Wzruszona Katarzyna Cichopek wspomina Witolda Pyrkosza. "Mam wrażenie, że odszedł z tego świata spełniony"

Wzruszona Katarzyna Cichopek wspomina Witolda Pyrkosza. "Mam wrażenie, że odszedł z tego świata spełniony"

Katarzyna Cichopek w wywiadzie dla Nowa TV wspominała zmarłego w sobotę Witolda Pyrkosza. Aktorka zaczęła grać w "M jak miłość" gdy była nastolatką - w 2000 roku czyli 17 lat temu!

Reklama

Trafiłam pod jego skrzydła, kiedy miałam 17 lat. Najbardziej zapamiętam serdeczność wobec mojej osoby - młodej dziewczyny, która nie była po szkole aktorskiej, która miała zerowe doświadczenie. Nigdy, naprawdę nigdy nie odczułam, że jestem gorsza, że nie jestem warta bycia w tym serialu. Dla mnie to był wyjątkowy człowiek. Zawsze pan Witold mnie ciepło witał, zawsze mnie wyściskał, wycałował, poświęcił mi chwilę, żeby porozmawiać... Przebywanie w jego towarzystwie było wielką przyjemnością. Mam wrażenie, że odszedł z tego świata spełniony i w życiu prywatnym i w życiu zawodowym - powiedziała.

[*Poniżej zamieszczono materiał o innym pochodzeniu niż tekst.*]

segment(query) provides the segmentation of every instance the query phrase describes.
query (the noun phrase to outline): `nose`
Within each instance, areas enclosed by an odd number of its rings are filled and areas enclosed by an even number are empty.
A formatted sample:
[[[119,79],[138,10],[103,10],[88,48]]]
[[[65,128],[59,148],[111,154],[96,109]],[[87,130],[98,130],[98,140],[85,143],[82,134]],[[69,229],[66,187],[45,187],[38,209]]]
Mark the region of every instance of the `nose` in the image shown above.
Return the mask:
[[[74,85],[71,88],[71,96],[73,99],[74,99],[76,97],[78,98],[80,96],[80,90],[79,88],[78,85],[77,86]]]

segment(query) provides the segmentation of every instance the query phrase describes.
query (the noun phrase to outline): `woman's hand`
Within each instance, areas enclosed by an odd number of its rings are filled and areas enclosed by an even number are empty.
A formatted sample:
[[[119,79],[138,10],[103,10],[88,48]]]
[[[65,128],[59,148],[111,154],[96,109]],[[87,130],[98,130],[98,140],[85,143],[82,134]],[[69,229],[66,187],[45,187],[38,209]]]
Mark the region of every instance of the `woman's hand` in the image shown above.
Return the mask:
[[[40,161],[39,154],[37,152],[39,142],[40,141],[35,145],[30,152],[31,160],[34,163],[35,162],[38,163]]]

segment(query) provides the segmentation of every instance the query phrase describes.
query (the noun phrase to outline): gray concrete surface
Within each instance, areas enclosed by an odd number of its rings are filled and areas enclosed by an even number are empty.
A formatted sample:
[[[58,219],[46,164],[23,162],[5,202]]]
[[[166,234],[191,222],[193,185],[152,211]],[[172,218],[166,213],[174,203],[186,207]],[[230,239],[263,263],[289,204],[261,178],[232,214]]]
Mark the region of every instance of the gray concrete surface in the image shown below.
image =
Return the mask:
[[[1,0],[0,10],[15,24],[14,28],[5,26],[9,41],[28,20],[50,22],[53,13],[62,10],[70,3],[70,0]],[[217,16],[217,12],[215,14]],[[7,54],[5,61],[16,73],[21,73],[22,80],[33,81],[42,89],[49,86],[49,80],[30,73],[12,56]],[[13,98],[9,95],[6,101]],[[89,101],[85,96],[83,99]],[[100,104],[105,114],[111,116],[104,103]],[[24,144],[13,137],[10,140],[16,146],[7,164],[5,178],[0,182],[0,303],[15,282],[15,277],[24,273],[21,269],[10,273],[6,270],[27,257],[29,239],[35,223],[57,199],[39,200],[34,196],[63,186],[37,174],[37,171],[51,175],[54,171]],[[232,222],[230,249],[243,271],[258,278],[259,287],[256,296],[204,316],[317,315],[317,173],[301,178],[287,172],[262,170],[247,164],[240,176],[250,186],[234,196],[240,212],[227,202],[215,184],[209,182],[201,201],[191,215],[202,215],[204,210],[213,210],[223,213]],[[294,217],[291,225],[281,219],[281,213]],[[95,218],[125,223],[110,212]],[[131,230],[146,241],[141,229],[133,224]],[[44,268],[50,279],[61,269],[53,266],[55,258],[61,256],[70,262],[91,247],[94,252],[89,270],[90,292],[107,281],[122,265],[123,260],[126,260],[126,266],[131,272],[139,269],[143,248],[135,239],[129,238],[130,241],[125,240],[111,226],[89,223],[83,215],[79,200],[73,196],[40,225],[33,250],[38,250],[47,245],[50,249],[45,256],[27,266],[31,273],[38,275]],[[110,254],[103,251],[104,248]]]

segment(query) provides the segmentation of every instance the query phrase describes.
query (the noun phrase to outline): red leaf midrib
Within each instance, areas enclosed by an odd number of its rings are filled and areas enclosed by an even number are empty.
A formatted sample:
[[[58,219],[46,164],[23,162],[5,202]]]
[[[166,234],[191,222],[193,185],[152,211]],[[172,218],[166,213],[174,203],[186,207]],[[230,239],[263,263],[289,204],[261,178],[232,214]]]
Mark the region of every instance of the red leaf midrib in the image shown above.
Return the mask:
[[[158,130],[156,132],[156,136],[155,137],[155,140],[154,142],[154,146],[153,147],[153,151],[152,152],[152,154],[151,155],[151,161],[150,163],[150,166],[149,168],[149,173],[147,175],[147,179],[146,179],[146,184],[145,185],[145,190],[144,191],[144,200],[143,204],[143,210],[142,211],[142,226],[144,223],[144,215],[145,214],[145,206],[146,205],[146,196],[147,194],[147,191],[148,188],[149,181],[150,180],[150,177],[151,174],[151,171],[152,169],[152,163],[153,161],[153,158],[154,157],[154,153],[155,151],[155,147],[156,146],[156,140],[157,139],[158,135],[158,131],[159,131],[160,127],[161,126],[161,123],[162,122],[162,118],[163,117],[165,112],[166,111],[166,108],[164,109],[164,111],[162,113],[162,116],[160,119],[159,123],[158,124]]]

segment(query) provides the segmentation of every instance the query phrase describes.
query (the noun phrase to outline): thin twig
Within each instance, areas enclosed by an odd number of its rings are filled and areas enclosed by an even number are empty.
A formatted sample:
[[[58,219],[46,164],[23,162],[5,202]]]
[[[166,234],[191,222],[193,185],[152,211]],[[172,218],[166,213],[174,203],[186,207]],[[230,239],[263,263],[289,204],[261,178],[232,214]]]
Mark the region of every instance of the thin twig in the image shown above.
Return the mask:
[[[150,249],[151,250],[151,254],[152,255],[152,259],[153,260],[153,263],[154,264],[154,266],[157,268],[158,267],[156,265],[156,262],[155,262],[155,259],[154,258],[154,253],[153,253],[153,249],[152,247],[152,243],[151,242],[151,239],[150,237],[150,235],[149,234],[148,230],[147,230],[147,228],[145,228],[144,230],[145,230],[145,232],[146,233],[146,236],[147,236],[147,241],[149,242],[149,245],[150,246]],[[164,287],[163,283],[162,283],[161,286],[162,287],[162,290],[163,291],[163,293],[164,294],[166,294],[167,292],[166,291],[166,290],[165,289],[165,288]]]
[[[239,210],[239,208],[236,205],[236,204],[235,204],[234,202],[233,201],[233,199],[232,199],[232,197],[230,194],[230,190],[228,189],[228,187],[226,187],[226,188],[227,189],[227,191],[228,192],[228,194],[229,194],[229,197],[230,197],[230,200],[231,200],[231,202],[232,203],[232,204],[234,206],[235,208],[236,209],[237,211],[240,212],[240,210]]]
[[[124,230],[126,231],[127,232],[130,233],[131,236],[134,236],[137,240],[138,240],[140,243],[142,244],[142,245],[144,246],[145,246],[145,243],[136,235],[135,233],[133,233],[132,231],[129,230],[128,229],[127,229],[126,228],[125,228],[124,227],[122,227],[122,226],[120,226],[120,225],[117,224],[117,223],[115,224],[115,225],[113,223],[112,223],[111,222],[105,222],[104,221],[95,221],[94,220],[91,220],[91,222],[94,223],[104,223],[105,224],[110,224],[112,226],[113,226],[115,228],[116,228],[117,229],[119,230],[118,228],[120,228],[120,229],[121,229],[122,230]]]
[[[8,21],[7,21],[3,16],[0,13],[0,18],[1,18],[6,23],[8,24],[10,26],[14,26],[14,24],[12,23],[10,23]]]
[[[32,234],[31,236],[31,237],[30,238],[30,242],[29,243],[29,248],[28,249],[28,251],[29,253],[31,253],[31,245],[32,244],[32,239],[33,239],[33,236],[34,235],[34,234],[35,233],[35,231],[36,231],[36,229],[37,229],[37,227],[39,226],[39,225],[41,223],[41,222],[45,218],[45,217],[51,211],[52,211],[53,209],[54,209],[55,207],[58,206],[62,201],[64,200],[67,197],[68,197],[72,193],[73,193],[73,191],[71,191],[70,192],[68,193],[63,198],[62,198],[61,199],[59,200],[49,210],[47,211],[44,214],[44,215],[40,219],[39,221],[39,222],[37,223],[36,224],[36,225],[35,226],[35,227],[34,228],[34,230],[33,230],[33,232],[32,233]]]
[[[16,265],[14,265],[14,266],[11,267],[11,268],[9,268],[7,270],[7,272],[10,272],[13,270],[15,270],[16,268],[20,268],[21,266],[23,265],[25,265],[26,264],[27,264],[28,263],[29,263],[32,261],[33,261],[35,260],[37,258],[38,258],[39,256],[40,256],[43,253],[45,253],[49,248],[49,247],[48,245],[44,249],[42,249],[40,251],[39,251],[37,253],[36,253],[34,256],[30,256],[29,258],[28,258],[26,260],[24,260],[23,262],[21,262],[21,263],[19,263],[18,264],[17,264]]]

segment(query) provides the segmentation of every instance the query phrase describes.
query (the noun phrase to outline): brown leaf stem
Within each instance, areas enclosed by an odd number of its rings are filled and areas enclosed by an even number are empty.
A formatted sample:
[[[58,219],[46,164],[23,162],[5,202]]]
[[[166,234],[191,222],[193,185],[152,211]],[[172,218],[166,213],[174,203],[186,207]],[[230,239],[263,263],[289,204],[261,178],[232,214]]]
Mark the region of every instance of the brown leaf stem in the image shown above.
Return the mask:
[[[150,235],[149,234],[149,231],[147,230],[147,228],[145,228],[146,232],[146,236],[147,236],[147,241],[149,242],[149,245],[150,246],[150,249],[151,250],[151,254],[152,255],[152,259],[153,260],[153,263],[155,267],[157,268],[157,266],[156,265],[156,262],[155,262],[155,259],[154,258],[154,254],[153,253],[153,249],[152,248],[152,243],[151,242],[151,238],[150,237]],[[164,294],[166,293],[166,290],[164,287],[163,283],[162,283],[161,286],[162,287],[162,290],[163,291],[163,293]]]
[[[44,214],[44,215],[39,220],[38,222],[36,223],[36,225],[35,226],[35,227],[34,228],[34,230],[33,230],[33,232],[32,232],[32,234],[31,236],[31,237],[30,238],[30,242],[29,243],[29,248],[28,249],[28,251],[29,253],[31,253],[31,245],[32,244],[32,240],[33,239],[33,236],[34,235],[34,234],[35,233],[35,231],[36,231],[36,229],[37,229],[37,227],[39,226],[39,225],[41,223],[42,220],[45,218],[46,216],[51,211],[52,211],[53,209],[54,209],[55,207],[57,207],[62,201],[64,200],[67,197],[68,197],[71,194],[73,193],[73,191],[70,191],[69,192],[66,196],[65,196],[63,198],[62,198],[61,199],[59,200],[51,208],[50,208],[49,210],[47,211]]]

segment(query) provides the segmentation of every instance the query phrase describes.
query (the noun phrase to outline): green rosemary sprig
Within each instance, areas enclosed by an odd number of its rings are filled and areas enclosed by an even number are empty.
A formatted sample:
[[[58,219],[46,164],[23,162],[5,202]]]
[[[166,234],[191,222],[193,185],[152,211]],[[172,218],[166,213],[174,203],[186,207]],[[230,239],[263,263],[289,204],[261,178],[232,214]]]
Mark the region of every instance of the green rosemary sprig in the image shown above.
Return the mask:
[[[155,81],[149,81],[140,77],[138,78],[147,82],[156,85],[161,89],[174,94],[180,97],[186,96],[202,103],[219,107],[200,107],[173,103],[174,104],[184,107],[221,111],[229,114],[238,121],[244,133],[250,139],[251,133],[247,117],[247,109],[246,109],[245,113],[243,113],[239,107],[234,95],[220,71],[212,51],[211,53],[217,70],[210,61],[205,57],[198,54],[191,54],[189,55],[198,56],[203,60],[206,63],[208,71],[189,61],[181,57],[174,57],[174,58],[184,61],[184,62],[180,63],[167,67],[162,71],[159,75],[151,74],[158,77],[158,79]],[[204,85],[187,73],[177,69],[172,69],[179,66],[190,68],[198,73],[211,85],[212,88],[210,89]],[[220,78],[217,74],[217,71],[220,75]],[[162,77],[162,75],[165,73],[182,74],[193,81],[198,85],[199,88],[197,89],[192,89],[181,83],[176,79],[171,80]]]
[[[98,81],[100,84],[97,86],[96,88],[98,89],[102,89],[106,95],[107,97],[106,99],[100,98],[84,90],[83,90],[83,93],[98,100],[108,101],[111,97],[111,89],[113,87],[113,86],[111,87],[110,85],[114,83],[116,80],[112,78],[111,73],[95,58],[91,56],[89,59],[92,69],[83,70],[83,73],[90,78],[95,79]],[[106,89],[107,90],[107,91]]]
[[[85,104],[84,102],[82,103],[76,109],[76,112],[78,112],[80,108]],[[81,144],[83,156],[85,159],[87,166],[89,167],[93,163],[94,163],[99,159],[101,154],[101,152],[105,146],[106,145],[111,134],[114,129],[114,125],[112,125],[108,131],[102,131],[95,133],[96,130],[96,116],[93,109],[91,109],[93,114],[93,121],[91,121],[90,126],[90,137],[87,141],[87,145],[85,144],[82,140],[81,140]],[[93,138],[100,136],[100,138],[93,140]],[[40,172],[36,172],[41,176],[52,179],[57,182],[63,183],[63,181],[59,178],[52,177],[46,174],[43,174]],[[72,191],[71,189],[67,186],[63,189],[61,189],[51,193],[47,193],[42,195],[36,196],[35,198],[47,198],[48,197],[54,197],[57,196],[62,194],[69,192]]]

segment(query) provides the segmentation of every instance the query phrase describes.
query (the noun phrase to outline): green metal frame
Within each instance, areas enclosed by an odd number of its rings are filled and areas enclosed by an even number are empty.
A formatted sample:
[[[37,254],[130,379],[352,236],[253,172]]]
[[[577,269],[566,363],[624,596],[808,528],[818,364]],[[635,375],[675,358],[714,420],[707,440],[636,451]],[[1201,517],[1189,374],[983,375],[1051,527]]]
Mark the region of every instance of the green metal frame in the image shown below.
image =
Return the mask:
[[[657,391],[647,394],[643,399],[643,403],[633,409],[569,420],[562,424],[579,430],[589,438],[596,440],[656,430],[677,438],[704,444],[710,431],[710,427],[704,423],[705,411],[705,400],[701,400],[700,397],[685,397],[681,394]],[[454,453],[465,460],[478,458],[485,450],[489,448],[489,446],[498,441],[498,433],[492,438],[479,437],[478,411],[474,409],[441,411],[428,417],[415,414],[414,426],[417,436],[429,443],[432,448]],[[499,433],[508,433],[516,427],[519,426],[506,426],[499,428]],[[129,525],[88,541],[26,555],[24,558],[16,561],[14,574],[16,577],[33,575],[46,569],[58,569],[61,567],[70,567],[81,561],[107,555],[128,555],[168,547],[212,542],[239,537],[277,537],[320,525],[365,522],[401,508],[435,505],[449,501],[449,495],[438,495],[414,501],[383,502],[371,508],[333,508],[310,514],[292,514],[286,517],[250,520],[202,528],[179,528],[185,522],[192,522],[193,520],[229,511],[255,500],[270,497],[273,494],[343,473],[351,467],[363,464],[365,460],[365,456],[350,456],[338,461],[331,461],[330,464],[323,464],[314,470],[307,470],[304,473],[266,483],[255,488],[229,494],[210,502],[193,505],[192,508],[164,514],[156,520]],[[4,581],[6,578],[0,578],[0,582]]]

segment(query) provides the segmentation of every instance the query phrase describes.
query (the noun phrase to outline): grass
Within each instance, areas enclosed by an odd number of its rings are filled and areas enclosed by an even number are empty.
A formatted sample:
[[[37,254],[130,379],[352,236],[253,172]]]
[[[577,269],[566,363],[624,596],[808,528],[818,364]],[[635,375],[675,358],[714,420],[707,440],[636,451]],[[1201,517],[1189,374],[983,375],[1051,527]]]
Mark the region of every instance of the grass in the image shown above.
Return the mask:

Cichopek przyznała, że przez 17 lat grania w "M jak miłość" wszyscy aktorzy bardzo się ze sobą zżyli i stworzyli coś w rodzaju własnej serialowej rodziny. Aktorka odniosła się też do tego, że jak wątek odejścia Lucjana Mostowiaka, w którego wcielał się Pyrkosz, zostanie rozegrany w serialu.

Tego jeszcze nie ma w scenariuszu, trochę jeszcze poczekamy na wątek pożegnania Lucjana Mostowiaka, ale wydaje mi się, że te zdjęcia będą bardzo autentyczne i, że będziemy grać nie aktorsko, tylko będziemy w tym, w tej sytuacji, w tej chwili.

Widzowie "M jak miłość" jeszcze przez parę miesięcy będą mogli oglądać Witolda Pyrkosza na ekranie.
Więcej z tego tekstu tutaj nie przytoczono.